Thursday, 13 June 2013

A Better Way To Talk About God (And therefore evolution)

Recently I've become very fond of a stream of thought called 'Negative theology'. This way of thinking about God that starts by saying what God is not rather than what He is.

A great example of this can be found in a 7th century Christian John of Damascus in his work the 'Exposition of the Orthodox Faith':

"But even this [the argument that God is the prime mover] gives us no true idea of His essence, to say that He is unbegotten, and without beginning, changeless and imperishable, and possessed of such other qualities as we are wont to ascribe to God and His environments. For these do not indicate what He is, but what He is not. But when we would explain what the essence of anything is, we must not speak only negatively. In the case of God, however, it is impossible to explain what He is in His essence, and it befits us the rather to hold discourse about His absolute separation from all things. For He does not belong to the class of existing things: not that He has no existence, but that He is above all existing things, nay even above existence itself"

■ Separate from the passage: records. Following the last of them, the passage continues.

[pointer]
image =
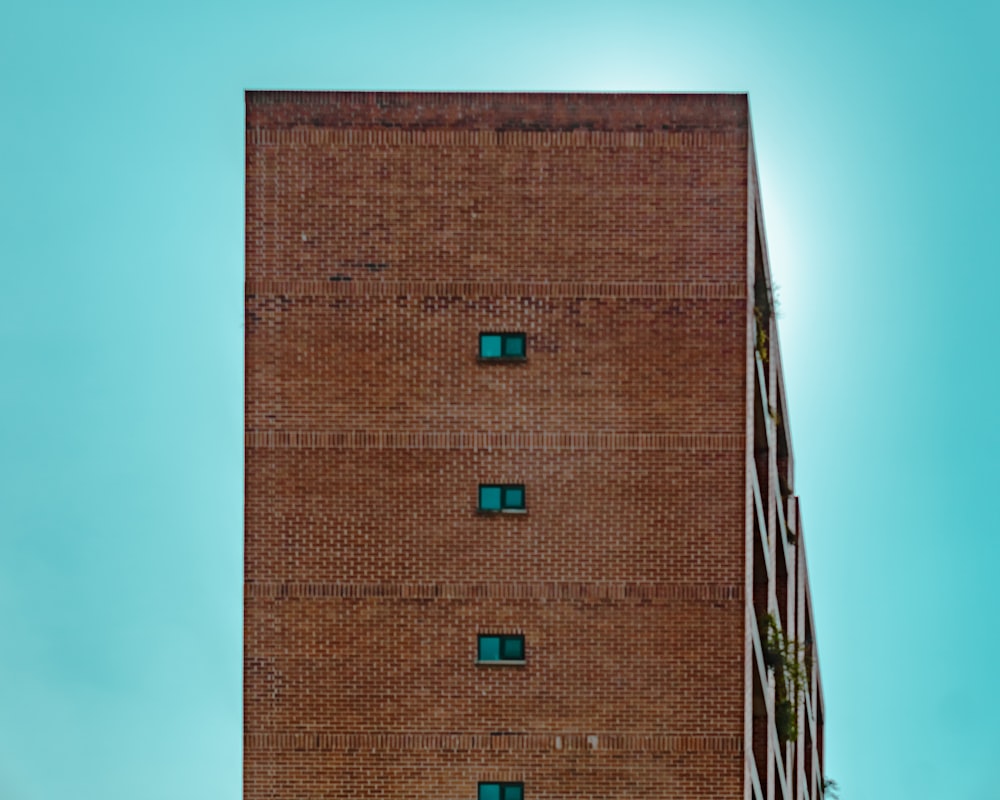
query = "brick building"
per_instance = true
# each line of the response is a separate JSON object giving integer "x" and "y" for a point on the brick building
{"x": 520, "y": 509}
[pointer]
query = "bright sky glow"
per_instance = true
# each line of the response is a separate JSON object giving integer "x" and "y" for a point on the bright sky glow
{"x": 121, "y": 170}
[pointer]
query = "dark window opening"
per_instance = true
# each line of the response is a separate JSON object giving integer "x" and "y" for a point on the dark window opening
{"x": 501, "y": 497}
{"x": 502, "y": 346}
{"x": 501, "y": 648}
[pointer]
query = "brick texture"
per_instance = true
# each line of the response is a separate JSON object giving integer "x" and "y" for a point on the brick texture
{"x": 384, "y": 232}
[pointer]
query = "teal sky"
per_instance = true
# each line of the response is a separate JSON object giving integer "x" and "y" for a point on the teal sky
{"x": 121, "y": 266}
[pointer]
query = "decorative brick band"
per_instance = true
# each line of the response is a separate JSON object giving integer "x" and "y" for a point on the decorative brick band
{"x": 581, "y": 137}
{"x": 539, "y": 590}
{"x": 457, "y": 742}
{"x": 457, "y": 440}
{"x": 346, "y": 286}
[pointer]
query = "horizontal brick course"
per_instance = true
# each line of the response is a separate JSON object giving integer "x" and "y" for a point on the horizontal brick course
{"x": 384, "y": 232}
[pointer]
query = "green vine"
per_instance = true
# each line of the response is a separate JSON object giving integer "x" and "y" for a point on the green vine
{"x": 789, "y": 661}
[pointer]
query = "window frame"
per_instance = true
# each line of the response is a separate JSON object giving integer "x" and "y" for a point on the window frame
{"x": 502, "y": 637}
{"x": 505, "y": 336}
{"x": 502, "y": 786}
{"x": 504, "y": 507}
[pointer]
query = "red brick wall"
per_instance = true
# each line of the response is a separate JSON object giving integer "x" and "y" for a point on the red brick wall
{"x": 384, "y": 232}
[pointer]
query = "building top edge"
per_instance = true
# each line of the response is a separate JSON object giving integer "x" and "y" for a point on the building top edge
{"x": 612, "y": 111}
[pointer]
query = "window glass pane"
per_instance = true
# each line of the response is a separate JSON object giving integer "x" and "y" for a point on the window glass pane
{"x": 489, "y": 345}
{"x": 489, "y": 791}
{"x": 513, "y": 345}
{"x": 513, "y": 648}
{"x": 513, "y": 497}
{"x": 513, "y": 792}
{"x": 489, "y": 648}
{"x": 489, "y": 498}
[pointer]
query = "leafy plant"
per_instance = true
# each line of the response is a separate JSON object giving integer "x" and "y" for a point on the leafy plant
{"x": 789, "y": 661}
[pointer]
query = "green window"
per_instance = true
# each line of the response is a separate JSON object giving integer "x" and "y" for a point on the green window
{"x": 501, "y": 497}
{"x": 501, "y": 648}
{"x": 502, "y": 345}
{"x": 501, "y": 791}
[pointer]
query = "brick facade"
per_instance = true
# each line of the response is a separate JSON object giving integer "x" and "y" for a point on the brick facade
{"x": 619, "y": 233}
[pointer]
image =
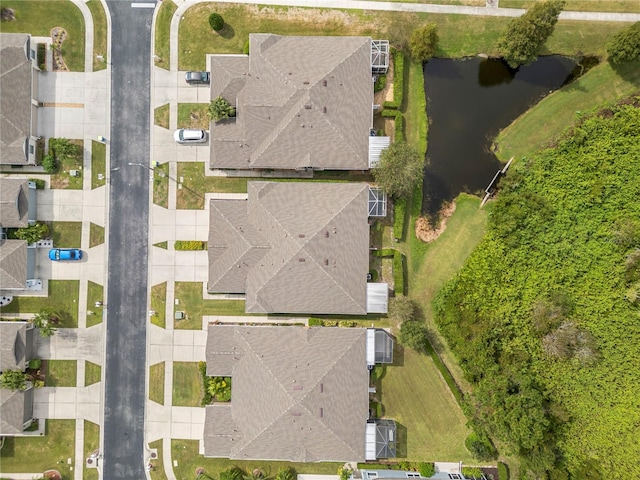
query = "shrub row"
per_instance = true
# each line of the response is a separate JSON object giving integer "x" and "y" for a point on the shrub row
{"x": 190, "y": 245}
{"x": 398, "y": 80}
{"x": 399, "y": 125}
{"x": 398, "y": 272}
{"x": 399, "y": 212}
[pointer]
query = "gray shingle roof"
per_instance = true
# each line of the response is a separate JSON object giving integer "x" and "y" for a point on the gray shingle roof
{"x": 298, "y": 394}
{"x": 15, "y": 97}
{"x": 292, "y": 247}
{"x": 14, "y": 203}
{"x": 13, "y": 345}
{"x": 13, "y": 264}
{"x": 301, "y": 102}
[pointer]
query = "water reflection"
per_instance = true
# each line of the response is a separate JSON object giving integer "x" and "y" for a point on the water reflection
{"x": 468, "y": 102}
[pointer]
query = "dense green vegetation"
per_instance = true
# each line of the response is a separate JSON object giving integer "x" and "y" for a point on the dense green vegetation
{"x": 539, "y": 316}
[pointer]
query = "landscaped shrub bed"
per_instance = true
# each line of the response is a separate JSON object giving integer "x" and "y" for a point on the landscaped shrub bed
{"x": 399, "y": 212}
{"x": 190, "y": 245}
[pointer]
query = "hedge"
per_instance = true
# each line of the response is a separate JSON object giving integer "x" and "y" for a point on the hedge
{"x": 399, "y": 126}
{"x": 400, "y": 213}
{"x": 398, "y": 272}
{"x": 398, "y": 80}
{"x": 190, "y": 245}
{"x": 385, "y": 252}
{"x": 503, "y": 471}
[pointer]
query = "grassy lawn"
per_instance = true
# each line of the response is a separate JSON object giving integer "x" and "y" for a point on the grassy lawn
{"x": 91, "y": 444}
{"x": 95, "y": 293}
{"x": 92, "y": 373}
{"x": 37, "y": 454}
{"x": 163, "y": 24}
{"x": 38, "y": 17}
{"x": 99, "y": 34}
{"x": 156, "y": 383}
{"x": 431, "y": 425}
{"x": 161, "y": 113}
{"x": 161, "y": 184}
{"x": 631, "y": 6}
{"x": 185, "y": 452}
{"x": 158, "y": 304}
{"x": 61, "y": 373}
{"x": 96, "y": 235}
{"x": 187, "y": 384}
{"x": 191, "y": 302}
{"x": 459, "y": 35}
{"x": 196, "y": 184}
{"x": 538, "y": 126}
{"x": 157, "y": 472}
{"x": 66, "y": 234}
{"x": 63, "y": 299}
{"x": 98, "y": 160}
{"x": 62, "y": 179}
{"x": 193, "y": 115}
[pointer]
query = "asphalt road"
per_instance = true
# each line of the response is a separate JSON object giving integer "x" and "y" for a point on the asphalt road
{"x": 124, "y": 403}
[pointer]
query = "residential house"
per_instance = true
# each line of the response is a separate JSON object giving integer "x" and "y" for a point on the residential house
{"x": 295, "y": 248}
{"x": 302, "y": 103}
{"x": 17, "y": 210}
{"x": 18, "y": 105}
{"x": 16, "y": 349}
{"x": 299, "y": 394}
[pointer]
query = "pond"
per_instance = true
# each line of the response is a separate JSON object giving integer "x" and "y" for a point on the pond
{"x": 468, "y": 103}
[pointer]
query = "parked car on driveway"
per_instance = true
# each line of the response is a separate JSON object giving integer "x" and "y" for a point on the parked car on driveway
{"x": 57, "y": 254}
{"x": 190, "y": 135}
{"x": 197, "y": 78}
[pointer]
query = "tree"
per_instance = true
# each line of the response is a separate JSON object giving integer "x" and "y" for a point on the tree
{"x": 13, "y": 380}
{"x": 33, "y": 233}
{"x": 401, "y": 309}
{"x": 220, "y": 108}
{"x": 525, "y": 35}
{"x": 399, "y": 170}
{"x": 625, "y": 45}
{"x": 216, "y": 22}
{"x": 423, "y": 42}
{"x": 413, "y": 334}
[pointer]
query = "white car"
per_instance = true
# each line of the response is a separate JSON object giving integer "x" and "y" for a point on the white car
{"x": 190, "y": 135}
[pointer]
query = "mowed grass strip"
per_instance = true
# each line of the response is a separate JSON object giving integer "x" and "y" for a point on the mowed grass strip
{"x": 157, "y": 472}
{"x": 62, "y": 299}
{"x": 459, "y": 35}
{"x": 162, "y": 36}
{"x": 92, "y": 373}
{"x": 190, "y": 301}
{"x": 187, "y": 385}
{"x": 98, "y": 164}
{"x": 185, "y": 453}
{"x": 61, "y": 373}
{"x": 95, "y": 293}
{"x": 625, "y": 6}
{"x": 158, "y": 304}
{"x": 550, "y": 117}
{"x": 91, "y": 444}
{"x": 99, "y": 34}
{"x": 38, "y": 17}
{"x": 156, "y": 383}
{"x": 196, "y": 184}
{"x": 417, "y": 398}
{"x": 37, "y": 454}
{"x": 66, "y": 234}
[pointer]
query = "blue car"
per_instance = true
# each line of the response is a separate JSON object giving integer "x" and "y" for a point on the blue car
{"x": 57, "y": 254}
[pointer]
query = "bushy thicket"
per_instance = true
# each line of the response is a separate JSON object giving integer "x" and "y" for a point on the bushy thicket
{"x": 538, "y": 316}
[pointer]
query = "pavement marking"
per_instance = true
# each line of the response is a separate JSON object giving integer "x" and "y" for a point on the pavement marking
{"x": 64, "y": 105}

Thinking about God in this way can preserve His fundamentally mysterious nature and allow us to think about his transcendence in a more living way.

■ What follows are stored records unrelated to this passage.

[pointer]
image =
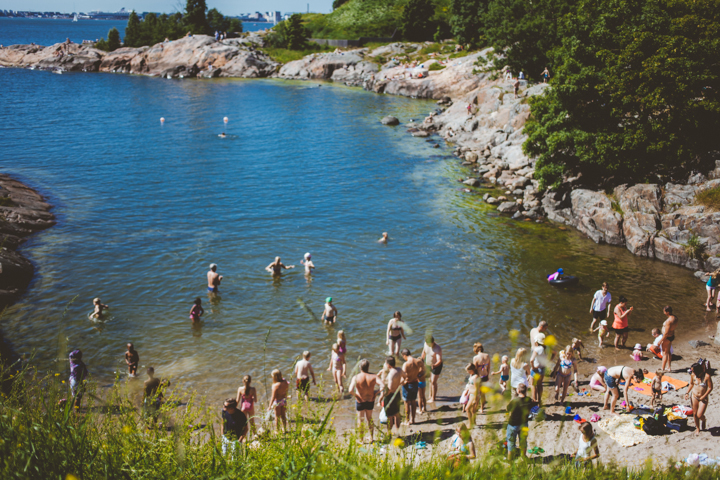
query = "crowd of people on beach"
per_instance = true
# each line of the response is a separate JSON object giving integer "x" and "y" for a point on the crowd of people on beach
{"x": 413, "y": 378}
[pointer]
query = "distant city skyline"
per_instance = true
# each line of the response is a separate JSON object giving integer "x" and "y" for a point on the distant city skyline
{"x": 227, "y": 7}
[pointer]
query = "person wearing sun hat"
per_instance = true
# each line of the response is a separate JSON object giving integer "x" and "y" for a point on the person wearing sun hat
{"x": 329, "y": 315}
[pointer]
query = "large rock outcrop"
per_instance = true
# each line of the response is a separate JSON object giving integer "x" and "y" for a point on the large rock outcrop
{"x": 199, "y": 55}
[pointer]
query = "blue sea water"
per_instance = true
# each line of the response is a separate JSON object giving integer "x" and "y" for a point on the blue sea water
{"x": 144, "y": 207}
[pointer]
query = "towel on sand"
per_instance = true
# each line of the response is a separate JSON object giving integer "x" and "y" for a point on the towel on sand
{"x": 646, "y": 389}
{"x": 621, "y": 429}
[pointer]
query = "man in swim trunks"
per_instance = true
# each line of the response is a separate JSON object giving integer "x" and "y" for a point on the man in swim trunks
{"x": 363, "y": 387}
{"x": 330, "y": 313}
{"x": 132, "y": 358}
{"x": 600, "y": 305}
{"x": 432, "y": 354}
{"x": 412, "y": 369}
{"x": 668, "y": 337}
{"x": 214, "y": 279}
{"x": 541, "y": 328}
{"x": 391, "y": 393}
{"x": 277, "y": 267}
{"x": 303, "y": 372}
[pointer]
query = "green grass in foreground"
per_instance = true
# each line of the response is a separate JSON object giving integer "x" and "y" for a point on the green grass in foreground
{"x": 110, "y": 439}
{"x": 709, "y": 198}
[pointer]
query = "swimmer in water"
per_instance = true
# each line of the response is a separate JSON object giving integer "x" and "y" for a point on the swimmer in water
{"x": 309, "y": 266}
{"x": 214, "y": 279}
{"x": 277, "y": 267}
{"x": 196, "y": 311}
{"x": 99, "y": 307}
{"x": 330, "y": 313}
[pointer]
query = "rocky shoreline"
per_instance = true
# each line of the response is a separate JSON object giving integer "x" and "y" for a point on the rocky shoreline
{"x": 23, "y": 211}
{"x": 477, "y": 113}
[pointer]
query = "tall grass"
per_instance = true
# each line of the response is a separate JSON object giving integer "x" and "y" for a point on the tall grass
{"x": 109, "y": 438}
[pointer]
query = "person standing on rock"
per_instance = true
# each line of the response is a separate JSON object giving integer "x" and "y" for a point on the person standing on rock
{"x": 668, "y": 332}
{"x": 432, "y": 355}
{"x": 276, "y": 267}
{"x": 600, "y": 305}
{"x": 214, "y": 279}
{"x": 412, "y": 368}
{"x": 620, "y": 324}
{"x": 362, "y": 386}
{"x": 391, "y": 393}
{"x": 481, "y": 360}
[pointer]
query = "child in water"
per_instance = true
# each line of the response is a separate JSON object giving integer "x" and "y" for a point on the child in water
{"x": 196, "y": 311}
{"x": 337, "y": 367}
{"x": 602, "y": 330}
{"x": 637, "y": 353}
{"x": 307, "y": 262}
{"x": 99, "y": 307}
{"x": 656, "y": 387}
{"x": 342, "y": 342}
{"x": 577, "y": 345}
{"x": 504, "y": 372}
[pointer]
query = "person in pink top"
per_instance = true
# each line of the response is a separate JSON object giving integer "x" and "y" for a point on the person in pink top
{"x": 620, "y": 324}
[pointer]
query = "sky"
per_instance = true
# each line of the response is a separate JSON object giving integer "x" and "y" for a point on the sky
{"x": 226, "y": 7}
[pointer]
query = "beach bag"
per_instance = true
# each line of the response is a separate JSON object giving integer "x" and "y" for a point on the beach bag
{"x": 654, "y": 427}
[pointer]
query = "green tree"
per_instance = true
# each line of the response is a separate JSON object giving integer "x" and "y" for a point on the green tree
{"x": 132, "y": 31}
{"x": 195, "y": 19}
{"x": 523, "y": 33}
{"x": 416, "y": 22}
{"x": 636, "y": 95}
{"x": 113, "y": 39}
{"x": 467, "y": 20}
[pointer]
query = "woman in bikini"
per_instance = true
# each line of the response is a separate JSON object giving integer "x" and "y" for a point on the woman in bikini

Negative theology can't do everything we want it to, of course not. John the Damascene notes this, instead he uses this 'negative way' as a springboard from which to move forward.

This system of thought can also help us to avoid certain arguments that we can have about God, what He is like and what He does.

Could this help us think about evolution then?

Well thank you for asking! In a way it can. Christians have always believed that God is creator. But there is a tendency amongst some to go on from here and beginning arguing that:

  • If God is creator then everything should be created all at once! 
  • If God is creator then the universe should be completely perfect! 
  • If God is creator He would leave markers behind so that we'd know He's there! 

Now all of these propositions could be true but are any of them necessarily true. If we try and take a negative route maybe we could state that:

  • God is not like the creation 
  • God does not daily create different life forms
  • God is not visibly active in creation 
From some of these negative points we could go on to say that in creation we shouldn't expect God to create like us. We shouldn't expect this God who is completely transcendent from us to create in a way that we would actually expect.

Now taking this view of a transcendent, completely other and undefinable being why shouldn't we expect to find something absolutely extraordinary? Why shouldn't we expect something that goes against what we would be able to imagine?

God is God and we are not. Another negative I know but it's yet another negative that can help us think through the issues surrounding evolution and creation.